By Cole Parkinson
While it may have been deemed a “commercial flop” with how much money it made at the box office, I still have yet to love a recent sci-fi flick as much as I did Blade Runner 2049.
Released in 2017, it may have not been a box office smash, but everything about the movie is top-notch. From the acting, directing, cinematography, CGI, and story — it’s all incredibly well done. I know a lot of people complain about the run time of two hours and 45 minutes, but I really don’t think there’s much to cut out from that. I respect when a director, Denis Villeneuve in this case, has a vision and sticks to it.
It feels like a great sequel to the original and the themes and world are just as good, better I’d argue. The advancement of CGI helps the Blade Runner world and it really makes it feel much more real than the original does — though that is no fault of its own as it came out in 1982.
I had a chance to revisit the film this past weekend on a 4k TV and while it’s not nearly as good as it was on a big screen theatre, it’s the next best thing. Having watched it in theatre, on regular Blu Ray, and now 4k, the work done on this movie is spectacular. I know streaming is all the rage these days, but it can’t come close to 4k on disc, but that’s another discussion for another day.
I’ll admit the original Blade Runner is far from my favourite film, in fact, it doesn’t even come close. I think it’s a good movie, but I never really resonated with it like I have other movies. Harrison Ford is one of my favourite actors of all time, and I think his performance in the movie is great, but many of his other movies rank higher for me.
So when the sequel was announced I wasn’t overly excited. I mean, sure I was going to go see it in theatres regardless because it features Ryan Gosling, another one of my favourite actors. Both Ford and Gosling are spectacular in the movie and they deliver some of my favourite performances of their careers in this movie.
I also think the work Ana de Armas did as Joi elevates the movie to the next level. Other great performances come from Robin Wright as Lt. Joshi and Sylvia Hoek as the terrifying Luv. From top to bottom, the acting in this movie is phenomenal. In a movie full of non-human/human characters, the movie does a great job of creating sympathy for the replicants. While the debate about whether Ford’s Deckard is human or replicant has gone on for 40 years (I think he’s human), it’s established early on Gosling’s K is indeed a replicant Blade Runner. And Gosling does a great job of portraying just how much of a replicant K is throughout the entire film.
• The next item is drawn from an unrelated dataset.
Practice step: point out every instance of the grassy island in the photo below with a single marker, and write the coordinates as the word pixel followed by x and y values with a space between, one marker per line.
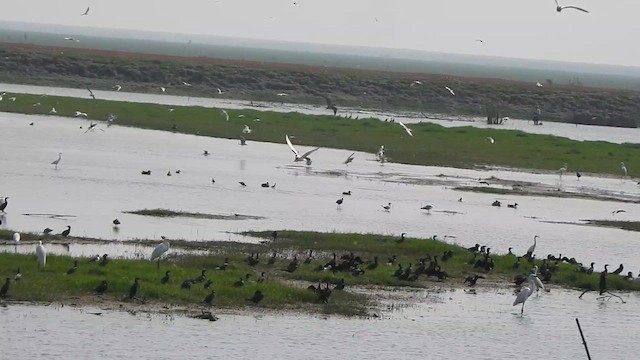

Sure, the debate on whether Deckard is a replicant or a human is great, but I liked the fact the movie sets up the protagonist as a replicant right away. The debate on Deckard is never solved in this movie, and that’s probably for the best. There are clues arguing for both sides in each of the films, so it’s really up to you to decide.
The story is very much a continuation of the original and it doesn’t work as a standalone, so I guess some might consider that a negative. But, at the same time, it’s supposed to be a sequel and continuation of the 1982 film. And without spoiling too much, the crux of the movie’s plot is really, really good. There’s a mystery to it all and it does leave you guessing until near the end — and the ending of the movie is perfect. It doesn’t give you all the answers, but it’s a really satisfying end.
The fact it wasn’t a smash at the box office is obviously the reason we haven’t seen another sequel of some sort. Villeneuve has said he would like to revisit the world separately from established characters so that may be an option at some point. Ridley Scott, the director of the original Blade Runner and executive producer on 2049, has announced a 10 episode live Blade Runner series. No other details have been announced yet though, so how or if it will tie into either movie is not known. The world of Blade Runner will continue and let’s hope any continuation can be as good as Blade Runner 2049 was.